Section under 'Settings' where you manage all your measuring points, their configuration and hierarchy.

At the heart of the application is the data itself. Every insight, dashboard, or analysis starts with the raw time series: chronological sequences of measurements. To make this data manageable, we organize it using tags.

What is a Time Series?

A time series is a raw stream of data coming from meters, APIs, or imports. Each data point in the series is a value tied to a specific timestamp.

Example: Imagine you have a meter installed at a production site. This meter sends data for two variables:

  • Gas consumption in m(g)³: e.g., 2025-09-26 10:00 = 15.2 m(g)³, 2025-09-26 11:00 = 14.7 m(g)³, …

  • Gas consumption in kWh: e.g., 2025-09-26 10:00 = 52.8 kWh, 2025-09-26 11:00 = 48.1 kWh, …

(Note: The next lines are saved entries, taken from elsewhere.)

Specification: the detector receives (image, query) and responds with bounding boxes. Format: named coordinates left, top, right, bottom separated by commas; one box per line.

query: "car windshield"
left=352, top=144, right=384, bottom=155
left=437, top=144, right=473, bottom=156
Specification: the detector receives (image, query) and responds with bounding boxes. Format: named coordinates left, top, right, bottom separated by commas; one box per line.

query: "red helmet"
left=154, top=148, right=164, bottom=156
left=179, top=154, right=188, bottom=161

Each of these variables is stored as its own time series.

What is a Tag?

  • A tag is a flexible layer built on top of time series.

  • Each tag represents a specific measurement, metric, or sensor reading (e.g., temperature, energy consumption, production output).

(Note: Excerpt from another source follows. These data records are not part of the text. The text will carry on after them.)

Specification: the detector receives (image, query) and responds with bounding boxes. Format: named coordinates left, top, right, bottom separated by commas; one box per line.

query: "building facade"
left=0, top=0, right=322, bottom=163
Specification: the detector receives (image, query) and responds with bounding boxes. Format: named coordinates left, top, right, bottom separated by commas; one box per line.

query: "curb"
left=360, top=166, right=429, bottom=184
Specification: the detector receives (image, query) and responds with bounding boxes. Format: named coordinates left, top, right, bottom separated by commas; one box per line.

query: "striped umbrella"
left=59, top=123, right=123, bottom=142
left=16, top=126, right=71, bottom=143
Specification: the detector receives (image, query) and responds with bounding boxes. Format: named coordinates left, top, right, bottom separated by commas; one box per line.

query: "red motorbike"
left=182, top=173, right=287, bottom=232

  • Each tag maps to one or more time series sequentially in time.

  • At any given moment a tag is supplied by one time series only — the mapped series must cover non-overlapping time intervals.

  • While the time series contains the actual data, the tag provides context and structure, making the data usable across the system.

  • A tag can also be included in the composition of another tag, allowing you to build flexible hierarchies.

Why tags?

Tags let you represent a single continuous entity on a timeline, even if the underlying data source changes over time (e.g., after a meter replacement). By keeping the tag’s composition up to date, you can:

  • Maintain consistent charts and reports without reconfiguring.

  • Reuse the same tag across dashboards and analyses.

  • Ensure historical and new data stay linked under one reference.

Virtual tags

  • A virtual tag is a computed tag created by applying formulas to tags (sum, difference, average, if else statements etc.).

  • Like regular tags, virtual tags can also be included in tag compositions.

Raw, Normalised and Renditions of Data

Enelyzer can capture data in many different units, but all raw data is normalised into a predefined unit based on the category and quantity of the time series.

Raw Data

  • Enelyzer provides a wide range of units to capture raw data.

  • For raw data not registered in standard units (e.g., 0.3 kWh instead of 1 kWh), you can set a factor during creation or acceptance of the time series.

Normalisation

  • All raw data is normalised to Enelyzer's standard unit for further processing.

  • Normalisation on time series may require a conversion factor.

  • Tags can only be created in the normalised unit.

  • Once normalised, data can be rendered in different units for visualisation or alerts, while preserving the integrity of the underlying values, using conversion factors.

Data Renditions

In the near future, it will be possible to create renditions of data to support specific use cases, such as:

  • Applying manual overrides at the tag level while keeping the original data unchanged.

  • Automatically filling gaps in the time series.